The Insurance Council of Texas (ICT) has joined with the Grand Prairie Police Department in a crime prevention campaign aimed at preventing auto thefts and auto burglaries. The program involves the funding and distribution of signs that read, “LOCK your car, TAKE your keys and HIDE your belongings.”
Grand Prairie Chief of Police Steve Dye said the crime prevention program will make a difference in his city.
“The Lock, Take and Hide program is a proactive community policing opportunity to partner with the public in helping to educate them on how to better secure their vehicles when parked and unattended,” Chief Dye said. “By working together with our community members toward reducing suitable targets for criminal offenses, we are confident the occurrences of crime will decrease and make our community even safer.”

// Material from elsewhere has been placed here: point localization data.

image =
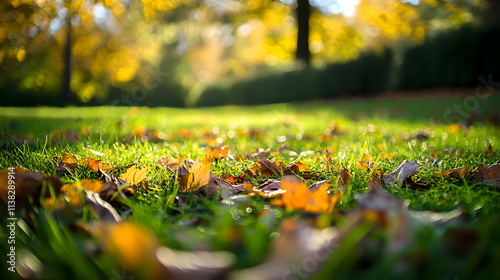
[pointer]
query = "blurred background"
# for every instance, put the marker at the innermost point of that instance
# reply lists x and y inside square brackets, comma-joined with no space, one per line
[180,53]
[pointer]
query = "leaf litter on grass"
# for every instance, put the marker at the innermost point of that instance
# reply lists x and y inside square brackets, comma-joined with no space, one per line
[325,212]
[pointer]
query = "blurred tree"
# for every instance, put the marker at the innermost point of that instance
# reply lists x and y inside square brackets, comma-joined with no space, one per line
[303,11]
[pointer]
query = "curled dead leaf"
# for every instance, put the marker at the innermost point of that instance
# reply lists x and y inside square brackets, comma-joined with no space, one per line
[399,175]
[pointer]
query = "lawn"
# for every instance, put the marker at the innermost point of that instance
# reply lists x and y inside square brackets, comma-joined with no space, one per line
[286,191]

In Texas, 68,000 vehicles are stolen and more than 250,000 vehicles are burglarized each year. It is also estimated that half of the vehicles stolen had the drivers’ keys left in the ignition and/or unlocked doors.
Chief Dye said the signs will be placed in large public and private parking areas such as shopping malls, city parks, restaurants, apartment complexes and other areas where there is parking congestion.
Insurance Council of Texas (ICT) spokesman Mark Hanna said law enforcement officials welcome deterrents for criminals as well as good advice for drivers. “Police departments and several Automobile Burglary and Theft Prevention Authority programs all over Texas have turned to ICT requesting these signs,” said Hanna. “The signs offer a simple message and best of all, they’ve proven successful in reducing crime.”
ICT initially started the crime prevention program in Austin on March 2, 2005, and has since begun similar programs in Round Rock, Garland, Mesquite, Frisco, Celina, Del Rio, Houston, Laredo, Brownsville, Highland Village, Beaumont, Galveston, El Paso, College Station, Travis County, Lubbock, and Waco.
The Insurance Council of Texas is the largest state insurance trade association in the country consisting of 500 property and casualty insurers writing business in Texas.